ミラノから離れたものの、車窓からの眺望がひらjけなかった濃霧に若干悩まされたが好天のピサに向った。斜塔のあるドゥオーモ広場は自動車乗り入れが出来ないので、一旦駐車場に入り、そこからシャトルバスに乗り換える。多くの中国人団体客がうろついて嫌な予感がしたが、何故か同じバスではなかった。約10分で斜塔のあるドゥオーモ広場前に着き、土産物店街を歩いて城壁の入口に向かう。

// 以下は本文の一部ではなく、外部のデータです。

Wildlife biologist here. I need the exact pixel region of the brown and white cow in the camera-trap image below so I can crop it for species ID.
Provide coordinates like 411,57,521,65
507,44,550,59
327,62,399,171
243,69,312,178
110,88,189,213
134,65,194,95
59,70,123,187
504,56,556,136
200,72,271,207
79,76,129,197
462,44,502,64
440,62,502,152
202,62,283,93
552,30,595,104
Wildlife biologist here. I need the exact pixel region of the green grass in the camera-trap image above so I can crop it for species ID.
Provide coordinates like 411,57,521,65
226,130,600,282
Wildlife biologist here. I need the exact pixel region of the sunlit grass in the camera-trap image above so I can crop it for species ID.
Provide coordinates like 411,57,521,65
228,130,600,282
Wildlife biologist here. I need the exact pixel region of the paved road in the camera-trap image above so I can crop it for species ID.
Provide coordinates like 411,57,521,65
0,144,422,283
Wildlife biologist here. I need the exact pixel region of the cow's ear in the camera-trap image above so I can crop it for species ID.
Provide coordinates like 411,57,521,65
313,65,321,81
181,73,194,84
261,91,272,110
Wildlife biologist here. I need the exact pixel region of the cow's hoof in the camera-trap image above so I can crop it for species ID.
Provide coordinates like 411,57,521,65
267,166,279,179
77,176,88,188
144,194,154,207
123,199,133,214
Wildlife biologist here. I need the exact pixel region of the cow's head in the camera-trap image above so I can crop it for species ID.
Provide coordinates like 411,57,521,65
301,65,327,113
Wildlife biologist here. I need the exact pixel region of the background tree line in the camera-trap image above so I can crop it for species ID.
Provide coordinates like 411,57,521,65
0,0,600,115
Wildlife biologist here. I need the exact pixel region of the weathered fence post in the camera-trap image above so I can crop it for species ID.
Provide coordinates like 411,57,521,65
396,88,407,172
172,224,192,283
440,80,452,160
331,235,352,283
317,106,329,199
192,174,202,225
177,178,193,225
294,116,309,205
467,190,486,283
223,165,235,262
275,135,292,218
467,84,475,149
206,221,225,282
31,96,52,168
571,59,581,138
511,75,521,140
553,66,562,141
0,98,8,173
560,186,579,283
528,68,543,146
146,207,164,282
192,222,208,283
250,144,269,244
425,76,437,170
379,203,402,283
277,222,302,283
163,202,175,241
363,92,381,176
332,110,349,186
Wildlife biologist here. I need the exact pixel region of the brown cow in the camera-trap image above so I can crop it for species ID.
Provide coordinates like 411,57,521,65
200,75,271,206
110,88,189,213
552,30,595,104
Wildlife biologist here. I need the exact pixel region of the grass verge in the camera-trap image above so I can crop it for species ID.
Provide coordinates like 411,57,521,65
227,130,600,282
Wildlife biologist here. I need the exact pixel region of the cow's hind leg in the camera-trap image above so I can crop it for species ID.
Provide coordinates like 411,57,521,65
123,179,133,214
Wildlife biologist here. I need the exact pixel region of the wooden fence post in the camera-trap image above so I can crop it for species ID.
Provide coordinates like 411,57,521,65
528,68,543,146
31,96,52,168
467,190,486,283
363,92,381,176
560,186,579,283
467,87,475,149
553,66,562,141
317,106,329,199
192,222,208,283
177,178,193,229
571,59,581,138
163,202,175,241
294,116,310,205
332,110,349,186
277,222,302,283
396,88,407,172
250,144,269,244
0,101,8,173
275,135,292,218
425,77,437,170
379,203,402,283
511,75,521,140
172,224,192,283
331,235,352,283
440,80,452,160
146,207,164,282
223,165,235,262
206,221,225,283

城壁の入り口から入って、まさか洗礼堂、大聖堂(ドゥオーモ)、鐘楼(斜塔)の3点セットが有るとは思わなかった。札幌の時計台のように、多くの建物の一角に斜塔があると思っていた。斜塔は想像していたほど傾いてはいないのが残念である。多くの女性観光客が倒れかかる斜塔を支える写真を撮っていた。人と斜塔との位置関係が難しく、何度も撮り直しをせざるを得ない。斜塔への入口であ機関銃を持った3名の兵士が立ち会う中、たった1人の係員が手荷物の中身を改め、手持ちのX線検査機でボディチェックを行うため、時間がかかり、長い入場者の列ができている。大聖堂(ドゥオーモ)にはガリレオの振り子の模型が飾られている。 シャトルバスでドゥオーモ広場観光客専用駐車に戻り、車窓からピサの城壁の遺構を見つつ高速道路に乗り、フィレンツェ経由で南下しローマに向かう。ホテルはローマの中央駅であるテルミニ駅近くのレププリカ広場(共和国広場) ナイアディの噴水の傍である。この噴水は前回のローマ訪問でスペイン広場から歩いて周辺を散策しており、位置関係がすぐ分かった。
H271208-09 ローマ〜羽田
「いつくしみの聖年」の特別聖年の開始日に当たり、交通規制が厳しく何が起こるか分からなため、観光バスではなくバンで移動した。又、予定のヴァチカン美術館は翌日の出発前に行うことにした。本来はホテルから歩いてスペイン広場やトレビの泉に行くことができるが、バンでトレビの泉に出かけた。3年半前に来た時は観光客で大混雑で、コインを投げるために泉の前に近づくのに苦労したが、今回はほとんど観光客もおらず、気が抜けた。スペイン広場ではマリア像の塔で教皇が「無原罪の聖母」の大祝日のミサを行うための準備に追われ、スペイン階段は封鎖されていた。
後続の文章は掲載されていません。